V8EXPORT int WriteAscii (char *buffer, int start=0, int length=-1,
WriteHints hints=NO_HINTS) const
V8EXPORT int WriteUtf8 (char *buffer, int length=-1, int
*nchars_ref=NULL, WriteHints hints=NO_HINTS) const

Returns:
The number of characters copied to the buffer excluding the null
terminator. For WriteUtf8: The number of bytes copied to the buffer
including the null terminator.

I don't really care about the number of characters, only the number of
bytes, which I then further process.

Chris Angelico

Henrik Lindqvist

unread,
Jul 4, 2011, 1:19:20 PM7/4/11
to v8-users
I've noticed this too.
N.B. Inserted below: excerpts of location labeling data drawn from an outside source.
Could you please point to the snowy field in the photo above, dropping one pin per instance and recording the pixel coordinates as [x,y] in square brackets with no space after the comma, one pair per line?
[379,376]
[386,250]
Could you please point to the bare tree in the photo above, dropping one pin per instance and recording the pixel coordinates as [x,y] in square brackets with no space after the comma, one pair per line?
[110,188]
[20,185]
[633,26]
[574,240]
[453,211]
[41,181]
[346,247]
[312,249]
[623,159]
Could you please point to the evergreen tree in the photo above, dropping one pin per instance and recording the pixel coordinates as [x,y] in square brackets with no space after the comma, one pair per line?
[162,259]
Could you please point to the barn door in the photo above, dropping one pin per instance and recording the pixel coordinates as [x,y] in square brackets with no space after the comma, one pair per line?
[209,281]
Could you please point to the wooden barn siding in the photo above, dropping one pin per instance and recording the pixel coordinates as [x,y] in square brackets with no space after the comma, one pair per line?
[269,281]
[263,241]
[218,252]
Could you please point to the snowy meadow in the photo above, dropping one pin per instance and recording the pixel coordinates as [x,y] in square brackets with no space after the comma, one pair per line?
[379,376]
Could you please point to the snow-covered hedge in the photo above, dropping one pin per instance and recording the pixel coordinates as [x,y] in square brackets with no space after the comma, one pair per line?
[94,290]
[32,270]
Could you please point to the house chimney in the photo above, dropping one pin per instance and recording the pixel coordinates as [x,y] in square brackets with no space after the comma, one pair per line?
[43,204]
It always write and counts the null-terminator,
even when specifying HINT_MANY_WRITES_EXPECTED. This makes WriteUtf8
somewhat useless when used to encode a string into a binary buffer
where you don't want null-termination, i.e. sockets transfer.

Chris Angelico

unread,
Jul 4, 2011, 1:25:33 PM7/4/11
to v8-u...@googlegroups.com
On Tue, Jul 5, 2011 at 3:19 AM, Henrik Lindqvist
<henrik.l...@gmail.com> wrote:
> I've noticed this too. It always write and counts the null-terminator,
> even when specifying HINT_MANY_WRITES_EXPECTED. This makes WriteUtf8
> somewhat useless when used to encode a string into a binary buffer
> where you don't want null-termination, i.e. sockets transfer.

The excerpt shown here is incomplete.